About Thomas A. Vance, Ph.D.
With over a decade of clinical experience, Thomas A. Vance, Ph.D., is a counseling psychologist, scholar, and researcher specializing in interdisciplinary psychology, collaborating with unrepresented communities in using their voice through necessary skills training. He currently serves as the Director of Implementation Social Services at the Boys and Girls Club of America (BGCA), where he is the lead social services expert, overseeing youth outreach and intervention programs around trauma-informed practices and safety and planning.

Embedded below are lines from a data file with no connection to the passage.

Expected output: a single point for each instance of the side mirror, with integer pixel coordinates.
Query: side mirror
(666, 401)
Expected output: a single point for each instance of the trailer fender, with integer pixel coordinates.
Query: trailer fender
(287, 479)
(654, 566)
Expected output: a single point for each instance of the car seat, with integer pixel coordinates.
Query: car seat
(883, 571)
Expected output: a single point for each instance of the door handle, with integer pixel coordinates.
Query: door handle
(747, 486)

Prior to his time at the BGCA, Dr. Vance completed his teaching postdoctoral psychology fellowship at The New School for Social Research, where he taught the courses “Systems of Psychotherapies” and “Multicultural Psychology”. Dr. Vance also completed his clinical and research postdoctoral fellowship at Columbia University Irving Medical Center (CUIMC), working within the Columbia Gender Identity Program. He received his doctorate in counseling psychology from The University of Akron in 2018. Amidst other commitments, Dr. Vance serves as a member of the Presidential Task Force on Advancing Social and Emotional Development of Black Boys through Research, Advocacy, and Community Engagement, as well as the Co-Chair of the American Psychological Association (APA), Division 17 and Diversity Committee Member of APA, Division 53.
Dr. Vance’s professional experiences have centered on uplifting social justice efforts with scientific evidence, while also ensuring scientific advancements are analyzed with multicultural considerations. His expertise lies in multivariate identity development, extensively working with individuals from marginalized backgrounds. His clinical and research-based practices examine the nature of stigmatized experiences, concentrating on their implications for psychosocial functioning – such as health and self-concept – and their intersections across axes of inequality.